BACKGROUND: Inhaled corticosteroids are the recommended first-line treatment for asthma but adherence to therapy is suboptimal. The objectives of this study were to compare the efficacy and safety of once-daily (OD) evening and twice-daily (BD) regimens of the novel inhaled corticosteroid fluticasone furoate (FF) in asthma patients.
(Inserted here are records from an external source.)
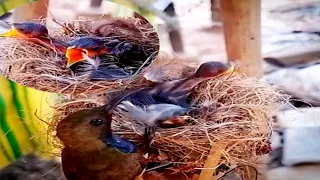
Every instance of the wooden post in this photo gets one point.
(31, 11)
(215, 10)
(174, 35)
(242, 31)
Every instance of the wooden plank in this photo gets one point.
(242, 31)
(31, 11)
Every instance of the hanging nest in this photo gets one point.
(236, 110)
(42, 68)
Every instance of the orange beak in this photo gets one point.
(75, 55)
(13, 33)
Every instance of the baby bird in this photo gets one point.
(166, 103)
(91, 150)
(98, 57)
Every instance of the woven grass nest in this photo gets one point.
(236, 111)
(42, 68)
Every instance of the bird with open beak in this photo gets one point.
(165, 105)
(36, 33)
(102, 58)
(91, 151)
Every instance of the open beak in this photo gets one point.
(74, 55)
(13, 33)
(120, 144)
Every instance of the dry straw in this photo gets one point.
(44, 69)
(236, 110)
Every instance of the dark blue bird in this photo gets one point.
(100, 57)
(166, 103)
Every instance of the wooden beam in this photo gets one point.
(242, 31)
(31, 11)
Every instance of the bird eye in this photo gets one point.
(96, 122)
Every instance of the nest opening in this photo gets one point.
(235, 110)
(43, 68)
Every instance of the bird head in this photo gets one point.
(83, 47)
(26, 30)
(213, 69)
(90, 130)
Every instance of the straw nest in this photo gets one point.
(43, 68)
(236, 111)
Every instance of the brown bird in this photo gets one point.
(91, 150)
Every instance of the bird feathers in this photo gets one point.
(151, 115)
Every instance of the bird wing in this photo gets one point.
(165, 111)
(136, 113)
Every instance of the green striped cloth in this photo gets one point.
(20, 130)
(7, 5)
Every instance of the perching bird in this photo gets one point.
(34, 32)
(166, 103)
(91, 151)
(101, 58)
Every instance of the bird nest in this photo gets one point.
(43, 68)
(233, 113)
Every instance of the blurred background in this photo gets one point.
(290, 42)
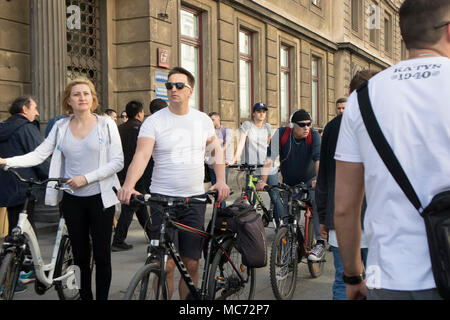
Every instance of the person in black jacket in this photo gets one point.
(20, 135)
(326, 185)
(128, 133)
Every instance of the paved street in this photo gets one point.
(125, 264)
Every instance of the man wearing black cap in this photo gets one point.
(299, 149)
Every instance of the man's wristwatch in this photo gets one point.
(354, 279)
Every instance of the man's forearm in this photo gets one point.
(349, 194)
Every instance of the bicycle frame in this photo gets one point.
(167, 246)
(24, 228)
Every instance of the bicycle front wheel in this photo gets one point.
(65, 260)
(229, 278)
(9, 275)
(144, 284)
(283, 264)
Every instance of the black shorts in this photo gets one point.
(189, 245)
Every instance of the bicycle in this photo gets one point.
(224, 275)
(14, 256)
(250, 193)
(291, 244)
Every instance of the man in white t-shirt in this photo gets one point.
(412, 108)
(177, 138)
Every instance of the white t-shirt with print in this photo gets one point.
(411, 102)
(179, 151)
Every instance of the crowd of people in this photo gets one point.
(362, 214)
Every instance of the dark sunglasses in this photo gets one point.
(178, 85)
(303, 124)
(440, 25)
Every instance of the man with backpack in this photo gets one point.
(411, 109)
(299, 149)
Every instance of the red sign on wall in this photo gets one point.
(163, 58)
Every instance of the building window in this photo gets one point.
(285, 84)
(83, 50)
(191, 52)
(374, 23)
(245, 74)
(404, 51)
(388, 33)
(315, 90)
(355, 14)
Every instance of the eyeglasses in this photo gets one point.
(178, 85)
(440, 25)
(303, 124)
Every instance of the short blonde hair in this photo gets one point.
(68, 90)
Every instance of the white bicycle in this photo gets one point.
(60, 272)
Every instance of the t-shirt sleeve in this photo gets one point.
(316, 141)
(148, 129)
(347, 148)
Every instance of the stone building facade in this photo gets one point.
(289, 54)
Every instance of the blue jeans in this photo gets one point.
(212, 174)
(339, 285)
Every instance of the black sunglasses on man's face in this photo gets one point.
(303, 124)
(178, 85)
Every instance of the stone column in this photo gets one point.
(48, 53)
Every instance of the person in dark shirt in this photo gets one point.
(20, 135)
(299, 162)
(326, 181)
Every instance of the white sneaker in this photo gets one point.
(317, 253)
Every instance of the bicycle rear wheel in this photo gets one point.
(144, 284)
(224, 282)
(9, 275)
(315, 267)
(283, 264)
(65, 260)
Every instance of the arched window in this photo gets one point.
(84, 43)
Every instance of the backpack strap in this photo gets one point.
(309, 138)
(285, 136)
(383, 148)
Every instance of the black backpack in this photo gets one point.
(241, 218)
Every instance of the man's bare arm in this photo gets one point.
(349, 193)
(142, 155)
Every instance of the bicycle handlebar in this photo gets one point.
(32, 181)
(246, 166)
(293, 189)
(172, 201)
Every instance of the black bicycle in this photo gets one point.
(293, 241)
(224, 274)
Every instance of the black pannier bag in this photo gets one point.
(241, 218)
(436, 215)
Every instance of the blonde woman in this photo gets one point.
(86, 148)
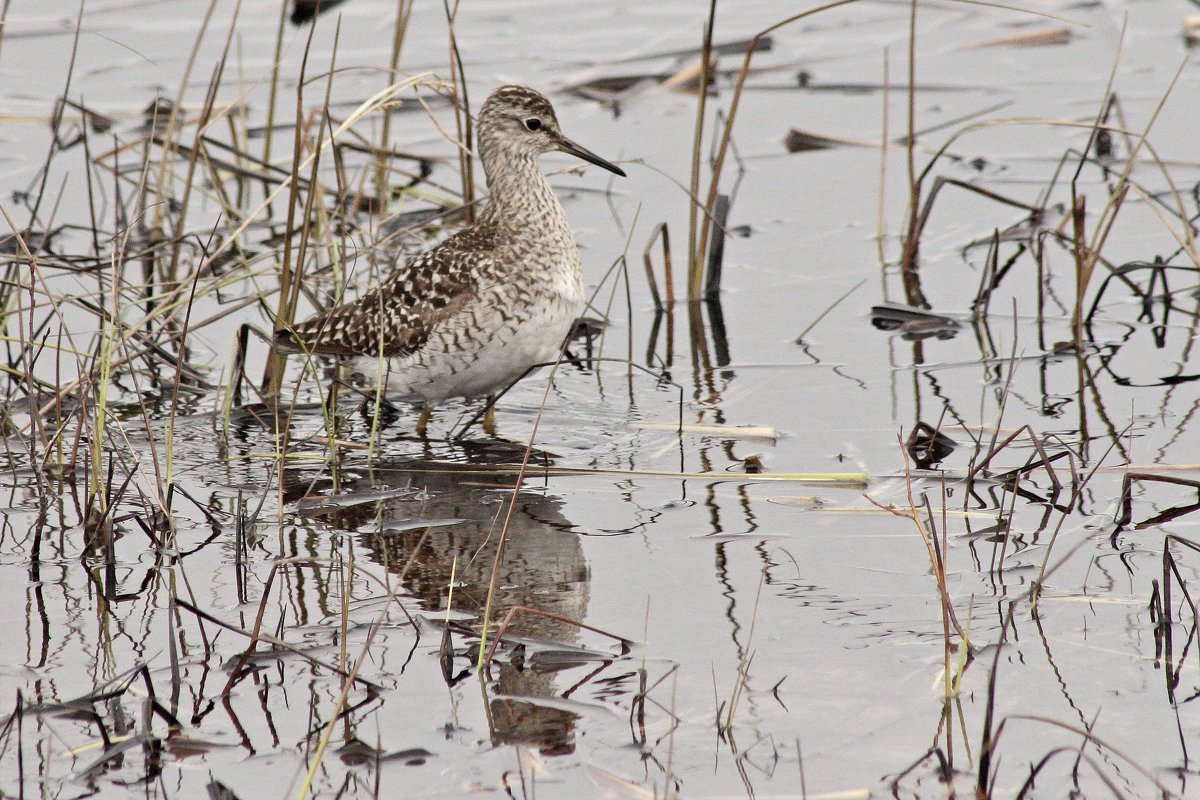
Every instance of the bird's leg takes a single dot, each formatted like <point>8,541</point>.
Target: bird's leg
<point>490,416</point>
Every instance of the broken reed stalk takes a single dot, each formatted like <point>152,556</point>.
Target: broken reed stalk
<point>1087,259</point>
<point>202,127</point>
<point>171,132</point>
<point>403,11</point>
<point>913,294</point>
<point>273,95</point>
<point>695,266</point>
<point>289,270</point>
<point>461,116</point>
<point>700,247</point>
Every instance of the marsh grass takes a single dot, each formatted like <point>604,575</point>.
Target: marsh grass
<point>187,228</point>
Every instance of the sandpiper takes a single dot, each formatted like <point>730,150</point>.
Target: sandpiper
<point>473,314</point>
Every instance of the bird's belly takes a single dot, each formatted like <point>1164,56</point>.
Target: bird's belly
<point>479,352</point>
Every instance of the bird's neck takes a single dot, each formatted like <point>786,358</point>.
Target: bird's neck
<point>520,194</point>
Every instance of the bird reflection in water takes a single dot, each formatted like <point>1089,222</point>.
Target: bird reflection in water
<point>543,569</point>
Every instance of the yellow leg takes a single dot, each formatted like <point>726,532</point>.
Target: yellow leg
<point>490,416</point>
METHODS: Patients with moderate asthma (age [greater than or equal to] 12 years; pre-bronchodilator forced expiratory volume in 1 second (FEV1) 40-85% predicted; FEV1 reversibility of [greater than or equal to] 12% and [greater than or equal to] 200 ml) were randomized to FF or fluticasone propionate (FP) regimens in a double-blind, crossover study. Patients were not permitted to have used any ICS for [greater than or equal to] 8 weeks prior to enrolment and subsequently received doses of FF or FP 200 mug OD, FF or FP 100 mug BD and matching placebo by inhalation for 28 days each. Primary endpoint was Day 28 evening pre-dose (trough) FEV1; non-inferiority of FF 200 mug OD and FF 100 mug BD was assessed, as was superiority of all active treatment relative to placebo. Adverse events (AEs) and 24-hour urinary cortisol excretion were assessed. RESULTS: The intent-to-treat population comprised 147 (FF) and 43 (FP) patients. On Day 28, pre-dose FEV1 showed FF 200 mug OD to be non-inferior (pre-defined limit -110 ml) to FF 100 mug BD (mean treatment difference 11 ml; 95% CI: -35 to +56 ml); all FF and FP regimens were significantly superior to placebo (p [less than or equal to] 0.02). AEs were similar to placebo; no serious AEs were reported. Urinary cortisol excretion at Day 28 for FF was lower than placebo (ratios: 200 mug OD, 0.75; 100 mug BD, 0.84; p [less than or equal to] 0.02). CONCLUSIONS: FF 200 mug OD in the evening is an efficacious and well tolerated treatment for asthma patients and is not inferior to the same total BD dose.TRIAL REGISTRATION:Clinicaltrials.gov; NCT00766090.